Several factors thus converge to lower the quality of decision-making; these same factors, however, help to increase the resources made available for controlling the epidemic threat ( Figure 2), often above and beyond the necessary. Inefficiency is then not surprising. Limiting excess morbidity and mortality and reducing fear should be balanced objectives of decision-making. Explicitly acknowledging the role of fear in epidemics is a prerequisite for their sound management. This is not as straightforward as it seems: little appears to be known about how best to handle the fear generated by epidemics. The perception of risk is not always in tune with the actual risk ( British Medical Association 1987). Studies on the appreciation of risk show three key features relevant to epidemic control: First, people intuitively overestimate the risk of rare events and underestimate the risk of common events. Second, the notions of uncertainty and risk are systematically confused. Third, perception of risk is linked to the subjective feeling of control: although driving your own car may be more dangerous than taking a plane, the risk of driving is more readily accepted than the risk of flying. Consequently, measures that increase the feeling of control may decrease the perception of risk, fear and the psychological impact of epidemics ( Foege 1991), even in the absence of biological or demographic effects.

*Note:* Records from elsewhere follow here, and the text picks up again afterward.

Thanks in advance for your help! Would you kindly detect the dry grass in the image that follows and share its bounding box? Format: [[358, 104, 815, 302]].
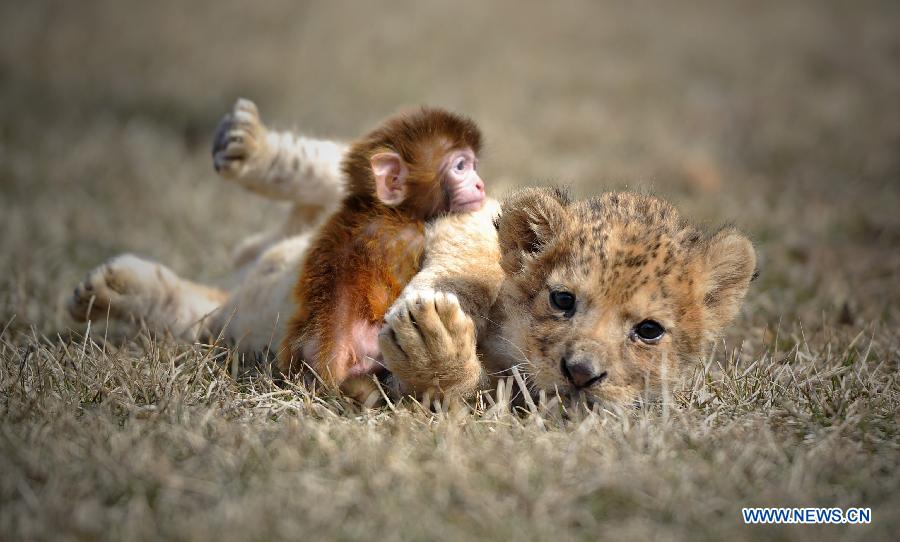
[[0, 0, 900, 540]]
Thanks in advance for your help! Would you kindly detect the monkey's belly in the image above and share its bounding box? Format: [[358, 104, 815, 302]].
[[346, 321, 384, 376]]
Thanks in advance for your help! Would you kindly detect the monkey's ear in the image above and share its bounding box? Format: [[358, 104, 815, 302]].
[[369, 152, 409, 205], [496, 188, 569, 275]]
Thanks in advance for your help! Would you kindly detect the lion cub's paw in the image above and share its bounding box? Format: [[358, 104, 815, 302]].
[[67, 254, 172, 322], [379, 290, 480, 391], [212, 98, 267, 178]]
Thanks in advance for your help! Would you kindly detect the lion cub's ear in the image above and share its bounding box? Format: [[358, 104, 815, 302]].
[[701, 229, 756, 335], [497, 188, 570, 275]]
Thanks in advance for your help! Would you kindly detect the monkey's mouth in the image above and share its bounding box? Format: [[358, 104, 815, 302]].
[[453, 198, 484, 213]]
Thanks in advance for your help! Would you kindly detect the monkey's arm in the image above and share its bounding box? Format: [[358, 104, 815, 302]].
[[379, 200, 503, 398], [213, 98, 347, 208]]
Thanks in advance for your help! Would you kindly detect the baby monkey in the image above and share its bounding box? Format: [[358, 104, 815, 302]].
[[278, 107, 485, 395]]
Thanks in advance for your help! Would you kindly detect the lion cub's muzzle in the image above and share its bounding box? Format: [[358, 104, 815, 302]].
[[559, 355, 609, 390]]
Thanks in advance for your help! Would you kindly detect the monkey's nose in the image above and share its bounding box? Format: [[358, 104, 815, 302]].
[[559, 358, 607, 389]]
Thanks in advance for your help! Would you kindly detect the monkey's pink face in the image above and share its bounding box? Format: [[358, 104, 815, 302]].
[[442, 149, 485, 213]]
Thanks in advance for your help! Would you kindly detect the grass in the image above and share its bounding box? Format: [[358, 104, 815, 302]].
[[0, 0, 900, 540]]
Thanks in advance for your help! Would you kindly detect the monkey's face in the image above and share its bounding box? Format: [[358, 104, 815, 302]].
[[370, 146, 485, 220], [498, 187, 755, 405], [439, 148, 485, 213]]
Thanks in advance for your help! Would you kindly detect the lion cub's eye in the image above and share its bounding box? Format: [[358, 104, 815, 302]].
[[550, 292, 575, 316], [634, 320, 666, 344]]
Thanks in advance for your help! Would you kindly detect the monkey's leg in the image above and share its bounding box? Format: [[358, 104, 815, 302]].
[[213, 98, 347, 207], [68, 254, 227, 341]]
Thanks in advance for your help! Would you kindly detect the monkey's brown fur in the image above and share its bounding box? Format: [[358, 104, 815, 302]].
[[279, 107, 481, 394]]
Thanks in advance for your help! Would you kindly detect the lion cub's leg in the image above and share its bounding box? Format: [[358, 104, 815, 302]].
[[68, 254, 227, 340], [213, 98, 347, 207]]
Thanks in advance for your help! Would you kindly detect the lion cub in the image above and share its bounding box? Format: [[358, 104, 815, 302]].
[[381, 189, 756, 405]]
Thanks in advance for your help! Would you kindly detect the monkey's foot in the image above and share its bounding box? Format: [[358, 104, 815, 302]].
[[378, 291, 483, 397], [212, 98, 269, 179], [68, 254, 178, 322]]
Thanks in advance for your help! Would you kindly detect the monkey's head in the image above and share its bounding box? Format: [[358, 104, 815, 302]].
[[343, 107, 485, 219]]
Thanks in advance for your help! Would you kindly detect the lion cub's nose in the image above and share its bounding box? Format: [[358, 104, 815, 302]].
[[560, 358, 606, 388]]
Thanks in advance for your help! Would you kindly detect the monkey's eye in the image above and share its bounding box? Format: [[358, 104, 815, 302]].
[[550, 291, 575, 317], [633, 320, 666, 344]]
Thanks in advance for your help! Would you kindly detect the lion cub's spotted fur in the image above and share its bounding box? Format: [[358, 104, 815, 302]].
[[495, 190, 756, 403], [381, 189, 756, 405], [69, 100, 756, 410]]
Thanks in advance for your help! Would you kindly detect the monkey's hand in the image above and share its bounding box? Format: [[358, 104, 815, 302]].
[[212, 98, 271, 180], [378, 290, 486, 398]]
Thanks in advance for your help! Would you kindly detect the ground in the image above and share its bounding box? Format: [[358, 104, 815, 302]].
[[0, 0, 900, 540]]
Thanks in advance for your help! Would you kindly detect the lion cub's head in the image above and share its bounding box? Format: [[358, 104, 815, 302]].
[[497, 189, 756, 404]]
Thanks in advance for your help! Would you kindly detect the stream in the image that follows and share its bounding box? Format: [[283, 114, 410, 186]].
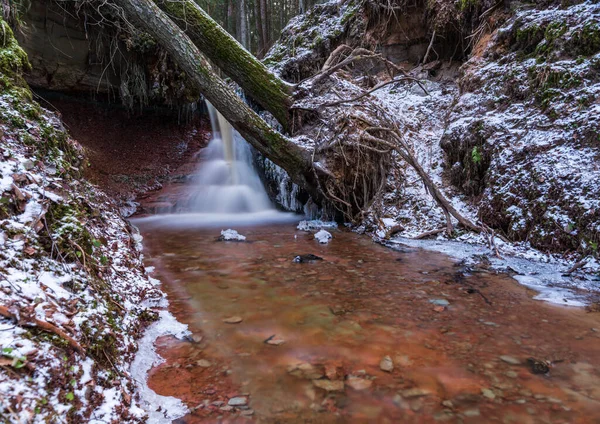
[[134, 107, 600, 423]]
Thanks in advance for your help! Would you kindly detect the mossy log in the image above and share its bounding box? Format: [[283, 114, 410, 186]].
[[155, 0, 292, 130], [114, 0, 317, 195]]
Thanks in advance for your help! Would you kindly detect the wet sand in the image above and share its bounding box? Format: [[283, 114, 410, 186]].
[[135, 225, 600, 423]]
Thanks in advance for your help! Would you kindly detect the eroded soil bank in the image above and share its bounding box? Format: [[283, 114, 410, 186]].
[[135, 225, 600, 423], [41, 92, 210, 210]]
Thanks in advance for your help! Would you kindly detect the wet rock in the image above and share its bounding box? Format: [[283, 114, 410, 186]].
[[325, 365, 338, 380], [196, 359, 212, 368], [379, 355, 394, 372], [463, 409, 481, 417], [401, 387, 431, 399], [227, 396, 248, 406], [527, 358, 550, 374], [315, 230, 333, 244], [265, 334, 285, 346], [217, 228, 246, 241], [500, 355, 521, 365], [481, 389, 496, 400], [313, 380, 344, 392], [346, 376, 373, 390], [287, 362, 324, 380], [442, 400, 454, 409], [294, 253, 323, 264]]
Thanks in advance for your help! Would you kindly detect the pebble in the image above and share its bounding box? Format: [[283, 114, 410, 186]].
[[442, 400, 454, 409], [500, 355, 521, 365], [346, 377, 373, 390], [223, 316, 244, 324], [463, 409, 481, 417], [227, 396, 248, 406], [481, 389, 496, 399], [313, 380, 344, 392], [379, 355, 394, 372], [402, 387, 431, 399]]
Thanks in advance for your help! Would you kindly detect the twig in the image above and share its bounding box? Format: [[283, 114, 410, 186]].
[[0, 305, 85, 356], [321, 76, 429, 107]]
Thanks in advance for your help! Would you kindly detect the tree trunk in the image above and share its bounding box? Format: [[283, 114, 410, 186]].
[[254, 0, 266, 57], [156, 0, 292, 130], [257, 0, 270, 50], [239, 0, 249, 50], [114, 0, 318, 192]]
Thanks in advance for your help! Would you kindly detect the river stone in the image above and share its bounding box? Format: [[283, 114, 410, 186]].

Consequently, expert opinion on the probability of ill consequences as such hardly reduces perceived risk. On the contrary, experts trying to convince the population that risk is low may contribute to overestimation of risk, especially if attention is drawn to the uncertainty of the risk estimate in situations that are potentially catastrophic, large-scale, and beyond personal control. Recent history abounds with examples of irrational response to epidemic threats: over-reaction, such as with the swine-flu nonepidemic ( Dutton 1988), or underestimation, as in case of AIDS. Epidemics are characterized by time-pressure and fear. In such circumstances it is difficult to distinguish uncertainty and risk, put probabilities of individual harm in perspective with other risks and allocate resources accordingly. Dealing with time pressure and fear – among professionals as well as the public – is an essential aspect of epidemic control. Failure to do so is what renders much of decision-making in epidemics so irrational and inefficient. Facing our fears is as important as knowing biology.
The authors are grateful to Dr R. Eeckels for useful comments on previous drafts.